Starring Emile Hirsch, Jonathan Rhys Meyers, Paz Vega, Michael Madsen, Jeremy Piven
What a disappointment. Writer-director Alissio Della Valle has whipped up something that is supposed to be an art intrigue, but the production from writing through editing leaves much to be desired. If I hadn’t been going to review it, I would have exited before the end. The script is so mundane it’s close to being hilarious in scenes that aren’t supposed to be funny.

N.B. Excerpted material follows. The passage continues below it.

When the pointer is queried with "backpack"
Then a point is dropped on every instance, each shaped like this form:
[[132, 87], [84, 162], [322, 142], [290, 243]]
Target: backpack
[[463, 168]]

The story goes like this: The heir-apparent of Andy Warhol’s Pink Marilyn Monroe, Michael Rubino (Hirsch), the self-entitled son of a Mafia boss and aspiring painter no less, has gotten into the cross hairs of forger-turned-art-dealer John Kaplan (Meyers). They’re both after the Warhol, which has gone missing. A cheap addition to the plot is putting the two also in competition for the same woman, beautiful museum conservator Sarah (Vega). To add to the confusing mix is stuntman Vincent (Piven), who finds the painting, brings it to John, and asks for a cut of the profits.
What a disappointment.
For me, the movie was doomed the minute I saw Emile Hirsch as the son of a mafia boss who is about to succeed his father. Hirsch has none of the characteristics we usually think of in those who have grown up in a crime family. He just doesn’t look nor act the part. I’m usually a fan of Jonathan Rhys Meyers, but again, he failed to convince me of his (reformed) mercenary nature. His trysts with Sarah have some chemistry, but not enough to convince me of his passion in the end.
I had hopes for this movie when I saw the cast who have been great in previous films but miscasting and the script—along with direction by Alessio Delle Valle–pretty much doomed it.
Save your precious time and miss this movie with a good cast but a “wha?...” kind of plot.